ランジェリーショップに着くと、きゅうちゃんは目を細めた。

「なんか、独特だよね……女性モノの服を買う時に入るお店とはなんか違う感じというか……男子を寄せ付けない感じというか……」

ユーロビートのBGMに白を基調とした店内。

黒いマネキン数台に付けられた豪華な刺繍のブラジャーとショーツ。

店内真ん中には大きなシャンデリアが吊るされていたり、レジ横やフィッティングルームの横には下着姿の女性のポスターが飾ってある。

奥の方にはメンズラインの部屋着やボクサーブリーフも揃えてあり、カップルで行ける店になっていた。

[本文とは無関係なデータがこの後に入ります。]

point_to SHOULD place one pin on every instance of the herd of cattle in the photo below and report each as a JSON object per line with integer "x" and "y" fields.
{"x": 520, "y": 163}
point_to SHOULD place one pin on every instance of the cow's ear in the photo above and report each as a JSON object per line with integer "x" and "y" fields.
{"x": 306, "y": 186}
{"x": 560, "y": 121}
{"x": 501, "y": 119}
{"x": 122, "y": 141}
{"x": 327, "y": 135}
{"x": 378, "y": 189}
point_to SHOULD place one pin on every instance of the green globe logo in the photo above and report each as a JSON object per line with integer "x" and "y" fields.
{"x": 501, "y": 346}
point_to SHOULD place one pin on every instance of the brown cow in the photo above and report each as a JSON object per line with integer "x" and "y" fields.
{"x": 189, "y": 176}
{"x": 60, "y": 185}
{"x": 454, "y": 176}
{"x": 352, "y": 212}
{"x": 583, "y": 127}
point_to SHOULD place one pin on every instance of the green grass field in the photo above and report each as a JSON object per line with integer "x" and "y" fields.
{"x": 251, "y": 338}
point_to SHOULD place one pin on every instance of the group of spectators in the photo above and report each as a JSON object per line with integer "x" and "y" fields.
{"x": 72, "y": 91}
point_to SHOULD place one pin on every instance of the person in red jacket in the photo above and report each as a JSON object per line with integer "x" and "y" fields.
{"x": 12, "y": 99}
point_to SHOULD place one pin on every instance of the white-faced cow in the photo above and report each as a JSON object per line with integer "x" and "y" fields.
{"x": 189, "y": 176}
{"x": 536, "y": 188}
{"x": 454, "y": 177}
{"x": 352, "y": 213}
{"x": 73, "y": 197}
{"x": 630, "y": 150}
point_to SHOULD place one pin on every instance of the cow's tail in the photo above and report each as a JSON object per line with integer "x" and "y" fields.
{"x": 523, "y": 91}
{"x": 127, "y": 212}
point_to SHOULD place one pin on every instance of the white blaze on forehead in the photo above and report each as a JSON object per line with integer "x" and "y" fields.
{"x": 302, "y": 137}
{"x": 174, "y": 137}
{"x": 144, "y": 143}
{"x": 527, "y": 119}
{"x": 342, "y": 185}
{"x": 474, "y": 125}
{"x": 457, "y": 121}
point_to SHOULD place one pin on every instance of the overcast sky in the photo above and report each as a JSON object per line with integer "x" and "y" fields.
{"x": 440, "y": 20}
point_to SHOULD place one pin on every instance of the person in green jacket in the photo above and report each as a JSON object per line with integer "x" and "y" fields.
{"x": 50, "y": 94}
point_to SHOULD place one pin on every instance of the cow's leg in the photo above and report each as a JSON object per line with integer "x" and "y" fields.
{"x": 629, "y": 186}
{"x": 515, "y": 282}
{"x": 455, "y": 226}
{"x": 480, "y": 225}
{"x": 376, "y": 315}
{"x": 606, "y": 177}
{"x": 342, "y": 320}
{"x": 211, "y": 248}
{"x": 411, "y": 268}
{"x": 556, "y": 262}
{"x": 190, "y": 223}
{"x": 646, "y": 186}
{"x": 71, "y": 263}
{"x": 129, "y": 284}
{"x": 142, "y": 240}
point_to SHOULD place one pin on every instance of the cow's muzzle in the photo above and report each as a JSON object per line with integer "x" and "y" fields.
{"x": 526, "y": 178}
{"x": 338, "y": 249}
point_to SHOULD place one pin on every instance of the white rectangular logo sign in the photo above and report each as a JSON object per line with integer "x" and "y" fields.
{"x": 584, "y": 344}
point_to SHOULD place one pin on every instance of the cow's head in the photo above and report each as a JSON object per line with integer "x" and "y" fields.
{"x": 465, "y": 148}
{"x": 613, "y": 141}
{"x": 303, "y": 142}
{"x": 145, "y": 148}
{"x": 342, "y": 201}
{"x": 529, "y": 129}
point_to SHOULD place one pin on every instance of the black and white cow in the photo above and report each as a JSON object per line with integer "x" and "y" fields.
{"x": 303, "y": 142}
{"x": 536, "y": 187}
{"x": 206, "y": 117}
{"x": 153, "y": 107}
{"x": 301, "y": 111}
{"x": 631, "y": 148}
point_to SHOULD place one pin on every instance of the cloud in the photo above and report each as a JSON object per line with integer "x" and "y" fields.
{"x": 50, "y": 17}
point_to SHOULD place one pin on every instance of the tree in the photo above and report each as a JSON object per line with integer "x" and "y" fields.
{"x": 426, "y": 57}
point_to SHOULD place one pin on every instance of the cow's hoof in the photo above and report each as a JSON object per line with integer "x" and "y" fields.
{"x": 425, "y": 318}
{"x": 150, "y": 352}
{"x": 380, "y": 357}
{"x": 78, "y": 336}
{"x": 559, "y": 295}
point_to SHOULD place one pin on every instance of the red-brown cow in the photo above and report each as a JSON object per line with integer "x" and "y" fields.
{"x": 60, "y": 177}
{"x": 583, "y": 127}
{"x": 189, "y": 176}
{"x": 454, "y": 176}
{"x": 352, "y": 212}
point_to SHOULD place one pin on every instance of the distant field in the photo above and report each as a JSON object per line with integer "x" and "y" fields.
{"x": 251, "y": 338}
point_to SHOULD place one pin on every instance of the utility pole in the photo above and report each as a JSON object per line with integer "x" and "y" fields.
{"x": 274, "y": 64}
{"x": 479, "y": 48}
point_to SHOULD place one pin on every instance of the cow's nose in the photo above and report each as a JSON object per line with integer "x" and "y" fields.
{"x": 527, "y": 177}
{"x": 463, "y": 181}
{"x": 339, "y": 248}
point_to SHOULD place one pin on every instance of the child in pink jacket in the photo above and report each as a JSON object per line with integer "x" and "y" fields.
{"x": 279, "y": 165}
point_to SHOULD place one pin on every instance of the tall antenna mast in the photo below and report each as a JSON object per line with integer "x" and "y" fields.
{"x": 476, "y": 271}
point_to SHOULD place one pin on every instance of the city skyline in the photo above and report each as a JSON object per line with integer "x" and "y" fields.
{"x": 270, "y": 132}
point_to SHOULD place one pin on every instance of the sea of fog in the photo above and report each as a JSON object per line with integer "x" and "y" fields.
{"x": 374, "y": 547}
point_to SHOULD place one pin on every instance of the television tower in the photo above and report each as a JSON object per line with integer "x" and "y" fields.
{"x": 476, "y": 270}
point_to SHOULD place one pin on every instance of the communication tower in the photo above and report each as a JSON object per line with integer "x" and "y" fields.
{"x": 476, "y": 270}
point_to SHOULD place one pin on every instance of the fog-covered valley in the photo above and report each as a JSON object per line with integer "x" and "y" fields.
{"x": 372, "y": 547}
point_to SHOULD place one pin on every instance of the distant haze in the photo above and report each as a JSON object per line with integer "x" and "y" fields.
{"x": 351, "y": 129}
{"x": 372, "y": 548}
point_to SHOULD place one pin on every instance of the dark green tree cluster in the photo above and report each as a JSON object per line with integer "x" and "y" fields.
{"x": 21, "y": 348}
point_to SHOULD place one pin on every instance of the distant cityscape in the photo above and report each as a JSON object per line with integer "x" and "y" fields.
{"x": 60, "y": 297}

値段もリーズナブルで、大学生や社会人一年目の人の財布に優しい価格になっている。

何より、作りがしっかりしているので、支えてくれる感、守ってくれる感が強い。

ここなら、きゅうちゃんのアレが収まるかなと思い、お店を選んだのだが……

「そうかな?何も感じないけど」

「なんか、女の子から香る甘いにおいするし……」

「女の子の匂い?」

よくわからないことをブツブツと言っているなあと思ったが、きゅうちゃんの様子がおかしくなってきている。

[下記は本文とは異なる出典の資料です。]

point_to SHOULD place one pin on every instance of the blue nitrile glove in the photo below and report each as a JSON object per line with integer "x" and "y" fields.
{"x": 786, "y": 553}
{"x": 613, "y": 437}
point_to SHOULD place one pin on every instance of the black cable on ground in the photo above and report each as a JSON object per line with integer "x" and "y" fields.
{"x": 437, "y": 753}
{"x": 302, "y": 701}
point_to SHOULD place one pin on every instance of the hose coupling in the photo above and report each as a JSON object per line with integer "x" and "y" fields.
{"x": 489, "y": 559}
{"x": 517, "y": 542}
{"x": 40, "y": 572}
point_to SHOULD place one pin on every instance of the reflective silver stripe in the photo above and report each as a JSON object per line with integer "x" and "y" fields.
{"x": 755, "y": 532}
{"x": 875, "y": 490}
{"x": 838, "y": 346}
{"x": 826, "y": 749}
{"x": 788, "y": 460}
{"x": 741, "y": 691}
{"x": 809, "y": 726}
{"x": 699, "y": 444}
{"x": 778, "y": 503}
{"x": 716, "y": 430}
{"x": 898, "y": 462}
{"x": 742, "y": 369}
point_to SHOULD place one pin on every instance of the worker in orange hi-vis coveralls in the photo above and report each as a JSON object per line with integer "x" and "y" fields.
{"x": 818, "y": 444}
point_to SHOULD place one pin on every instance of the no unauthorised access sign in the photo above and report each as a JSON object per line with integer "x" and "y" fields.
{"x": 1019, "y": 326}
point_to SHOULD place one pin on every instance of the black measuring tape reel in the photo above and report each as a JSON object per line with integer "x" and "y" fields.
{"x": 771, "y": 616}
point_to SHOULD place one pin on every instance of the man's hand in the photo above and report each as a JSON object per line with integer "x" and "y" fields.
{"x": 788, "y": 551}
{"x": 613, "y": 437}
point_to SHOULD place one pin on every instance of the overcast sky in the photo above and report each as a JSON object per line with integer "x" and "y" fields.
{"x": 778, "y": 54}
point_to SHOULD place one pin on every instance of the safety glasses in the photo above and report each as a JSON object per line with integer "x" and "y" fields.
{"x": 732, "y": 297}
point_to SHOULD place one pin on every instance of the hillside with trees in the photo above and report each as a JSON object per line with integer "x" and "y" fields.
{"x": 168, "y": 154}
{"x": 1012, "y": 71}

顔が真っ赤になり、脂汗でファンデーションがよれている。


「ん!…んうっ!」


「きゅうちゃん!?」


「無理!ボクには刺激が強すぎる!」

きゅうちゃんは一目散にランジェリーショップから出て行った。

1分も、もたなかった。

ランジェリーショップが見えなくなるまできゅうちゃんは全力疾走していった。

厚底靴でよくそこまで走れるな、という速さ。

追いかけて、首根っこをひっ捕まえる。

「どうしたの?きゅうちゃん」

「ボク、男の子なの」

「それは前に聞いたよ」

「その、あの、つらい」

「何がつらいの?さっきまで楽しくしてたじゃん」

「うー……その、お股が」

「はあ?!それがどうしたの!」

きゅうちゃんはスカートの裾をつかみ、顔を真っ赤にして腰を左右にゆらゆらと震わせている。



「………おっきしちゃったの」



「???!!!」



これは、さすがに女にはわからん。


本当にごめん。きゅうちゃん……それだけで反応しちゃう男性の生理的なもんは、正直理解できない。

それを言うときゅうちゃんが傷つきそうなので、言いたいことを飲み込んだ。